Nella donna questo angolo è più “aperto”, superiore di circa 2- 3 gradi rispetto all’uomo, perciò nella parte alta del bacino, ovvero nel punto dove appoggia la sella, c’è più spazio tra i due femori. Questo significa che per le donne si utilizza un profilo studiato ad hoc, non necessitando di una sella rastremata tra il naso e la parte posteriore di appoggio, come invece succede per gli uomini, che altrimenti avrebbero problemi di sfregamento all’interno delle cosce. Lo studio di queste dinamiche rappresenta poi il primo passo verso la tecnologia friction free.

L’imbottitura

Per quanto riguarda l’imbottitura, il discorso è in pratica lo stesso tra uomo e donna. È cioè legato prevalentemente al tempo di utilizzo, con un rapporto imbottitura-tempo di permanenza sulla sella rappresentato da una curva a campana, la cosiddetta gaussiana.

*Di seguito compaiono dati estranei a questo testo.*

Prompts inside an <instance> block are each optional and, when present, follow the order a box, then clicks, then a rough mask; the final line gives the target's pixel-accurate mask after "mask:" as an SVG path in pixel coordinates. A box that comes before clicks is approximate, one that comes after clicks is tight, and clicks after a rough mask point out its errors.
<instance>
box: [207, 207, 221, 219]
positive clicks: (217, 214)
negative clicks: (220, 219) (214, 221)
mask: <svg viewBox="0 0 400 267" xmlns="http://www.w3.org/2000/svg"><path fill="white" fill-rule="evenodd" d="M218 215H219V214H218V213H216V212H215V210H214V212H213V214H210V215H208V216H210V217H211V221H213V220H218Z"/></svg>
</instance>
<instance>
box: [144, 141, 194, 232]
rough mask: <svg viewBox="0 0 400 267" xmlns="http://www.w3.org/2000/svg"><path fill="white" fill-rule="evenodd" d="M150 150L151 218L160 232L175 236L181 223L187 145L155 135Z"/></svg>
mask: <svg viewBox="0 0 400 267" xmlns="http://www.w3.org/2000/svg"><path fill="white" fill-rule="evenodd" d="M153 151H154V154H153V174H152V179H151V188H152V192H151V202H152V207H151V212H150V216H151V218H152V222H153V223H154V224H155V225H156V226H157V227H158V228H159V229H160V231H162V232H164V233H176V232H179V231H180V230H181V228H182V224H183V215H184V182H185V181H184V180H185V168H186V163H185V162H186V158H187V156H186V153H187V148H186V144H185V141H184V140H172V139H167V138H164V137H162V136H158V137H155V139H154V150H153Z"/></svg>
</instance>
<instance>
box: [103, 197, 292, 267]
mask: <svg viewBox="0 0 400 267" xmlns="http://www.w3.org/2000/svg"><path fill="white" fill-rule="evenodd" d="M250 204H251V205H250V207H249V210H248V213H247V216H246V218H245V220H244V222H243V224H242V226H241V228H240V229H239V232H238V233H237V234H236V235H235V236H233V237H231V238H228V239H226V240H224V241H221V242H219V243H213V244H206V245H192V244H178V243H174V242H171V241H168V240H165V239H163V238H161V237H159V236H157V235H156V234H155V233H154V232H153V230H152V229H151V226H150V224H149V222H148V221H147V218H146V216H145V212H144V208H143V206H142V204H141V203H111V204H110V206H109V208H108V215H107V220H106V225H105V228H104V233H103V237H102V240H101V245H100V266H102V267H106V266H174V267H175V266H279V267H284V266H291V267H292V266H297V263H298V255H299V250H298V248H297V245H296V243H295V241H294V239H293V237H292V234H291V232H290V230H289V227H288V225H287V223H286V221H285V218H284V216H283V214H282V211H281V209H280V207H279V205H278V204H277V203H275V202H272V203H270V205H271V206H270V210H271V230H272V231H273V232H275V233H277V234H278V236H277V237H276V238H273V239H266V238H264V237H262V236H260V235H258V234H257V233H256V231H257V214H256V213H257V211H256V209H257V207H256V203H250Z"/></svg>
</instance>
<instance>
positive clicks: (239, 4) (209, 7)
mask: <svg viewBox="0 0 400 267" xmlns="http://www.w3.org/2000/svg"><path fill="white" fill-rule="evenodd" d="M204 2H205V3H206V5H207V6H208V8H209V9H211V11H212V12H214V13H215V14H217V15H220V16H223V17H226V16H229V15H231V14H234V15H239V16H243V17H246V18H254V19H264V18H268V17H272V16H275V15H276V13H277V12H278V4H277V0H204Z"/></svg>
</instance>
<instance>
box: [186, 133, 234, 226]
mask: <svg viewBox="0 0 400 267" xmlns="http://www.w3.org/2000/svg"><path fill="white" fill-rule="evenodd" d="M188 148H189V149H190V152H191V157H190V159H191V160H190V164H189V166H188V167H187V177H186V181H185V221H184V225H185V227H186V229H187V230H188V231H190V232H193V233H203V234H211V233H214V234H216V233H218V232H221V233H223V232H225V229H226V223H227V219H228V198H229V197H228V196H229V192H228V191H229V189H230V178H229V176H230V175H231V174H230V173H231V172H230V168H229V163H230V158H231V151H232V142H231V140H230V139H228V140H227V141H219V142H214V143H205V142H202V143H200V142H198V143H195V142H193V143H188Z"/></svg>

Più semplicemente, se si sta in sella poco tempo, diciamo non più di 2 ore, bisogna utilizzare un’imbottitura generosa, perché in questo caso viene a mancare l’adattamento dei tessuti di sostegno sottocutanei determinato della pressione.
Invece dopo un certo tempo, e fino alle 4-5 ore, l’imbottitura si deve ridurre, perché diventerebbe un elemento di fastidio a causa di una sorta di effetto elastico. Infine, un’esposizione superiore alle 5-6 ore, per esempio nelle randonnée, necessita di nuovo di un’imbottitura più spessa.